Ron Slack is chair of the WIB in Santa Cruz, as well as publisher of Good Times. He says the WIB has attempted to consolidate efforts with the EDD since 2008, met with minimal communication on the part of EDD.
“Part of the problem is that government [offices] have no vested interest in the money that they’re spending, and, therefore, no one’s taking responsibility and saying this is a travesty,” says Slack. “I’m a businessman. … To run a business, you have to take responsibility for revenues and expenses. Apparently for the government and EDD, that’s not important. If it was important, they would have made more than a feeble attempt over a four-year period of time to find a new home at a drastically reduced rate.”
The lease agreement between EDD and the building owners was renewed this April and extended to a month-to-month agreement through December. Petrie says the EDD in Capitola is presently in lease negotiations to reduce their financial footprint, but could not provide specifics.
“We’re doing two things,” Petrie says. “We’re looking for a new site within Santa Cruz that could be acceptable to the wide array of partnerships [we have], and if we’re not successful in doing that, we’re concurrently in negotiations to reduce the terms of our existing lease to be more aligned with the actual space needs we and the other partners, and the influx of job-seeker traffic, requires.”
Petrie says part of the reason the EDD has not yet relocated is that the Watsonville Career Center does not meet ADA and seismic requirements that are federally mandated for any EDD site.
The WIA states that operations partnering with EDD should be co-located or connected to the One Stop in some fashion. The arrangements can be in the form of electronic connectivity, formal referral, or physical connections.
The WIA Section 134, entitled “One-Stop Delivery,” states that, at a minimum, a one-stop delivery system should make all appropriate programs accessible at no less than one physical center in each local area of the state.

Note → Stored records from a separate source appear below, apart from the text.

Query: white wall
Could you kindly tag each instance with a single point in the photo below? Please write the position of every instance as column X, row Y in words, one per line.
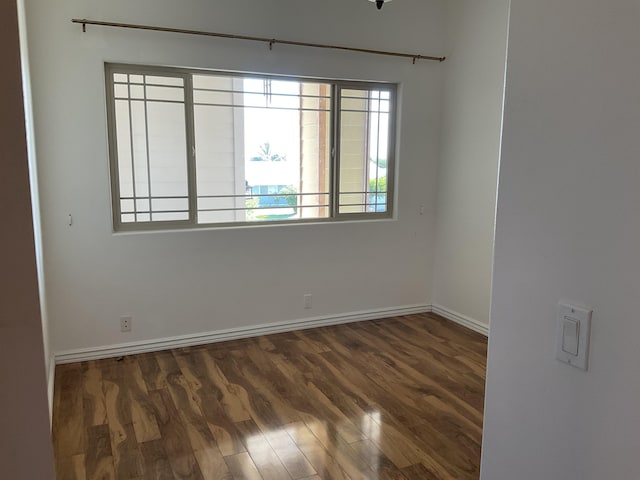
column 25, row 446
column 187, row 282
column 568, row 227
column 471, row 127
column 35, row 199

Each partner site must assure individuals that information on the availability of core services will be available regardless of where the individuals initially enter the statewide workforce investment system.

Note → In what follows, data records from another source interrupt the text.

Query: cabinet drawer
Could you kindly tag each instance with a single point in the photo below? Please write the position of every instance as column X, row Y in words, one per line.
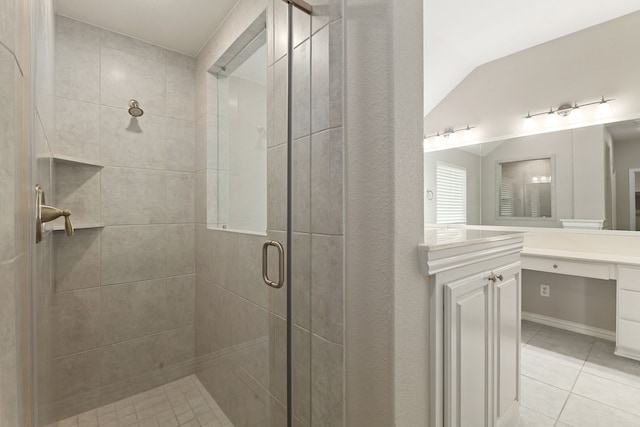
column 629, row 305
column 629, row 278
column 629, row 334
column 561, row 266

“[EDD] has a presence in Watsonville that cannot exceed 16 hours a week, because that is the regulation we have to attend to given the fact that it’s not seismic,” Petrie says.
Lundberg says the site does, in fact, meet seismic requirements, and he made sure of this by personally arranging for structural engineers to come and review the building.

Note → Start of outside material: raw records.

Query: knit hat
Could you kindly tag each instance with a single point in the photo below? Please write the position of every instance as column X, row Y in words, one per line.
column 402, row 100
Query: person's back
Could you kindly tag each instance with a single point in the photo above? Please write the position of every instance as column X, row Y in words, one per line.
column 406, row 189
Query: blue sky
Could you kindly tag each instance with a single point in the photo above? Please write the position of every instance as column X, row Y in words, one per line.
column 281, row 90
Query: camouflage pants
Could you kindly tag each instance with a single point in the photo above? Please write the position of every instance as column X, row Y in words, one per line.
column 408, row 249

According to state and federal requirements, EDD must also take several location-based factors into account when selecting a service site under the WIA. These include nearness to transportation lines, and location in relation to businesses and unemployment rates.
While Capitola’s unemployment rate was 7.8 percent in March 2012, Watsonville’s unemployment rate was 27.7 percent. Lundberg says the WIB has prioritized providing comprehensive services in Watsonville for this reason.
However, Director of Public Affairs Levy says that while the EDD takes the unemployment rates of overall regions into account when selecting service sites, they do not take into account unemployment rates of specific cities within jurisdictions.
Until the EDD figures out its future in Santa Cruz, it continues to spend $32,659 a month on the oversized One-Stop Career Center in Capitola.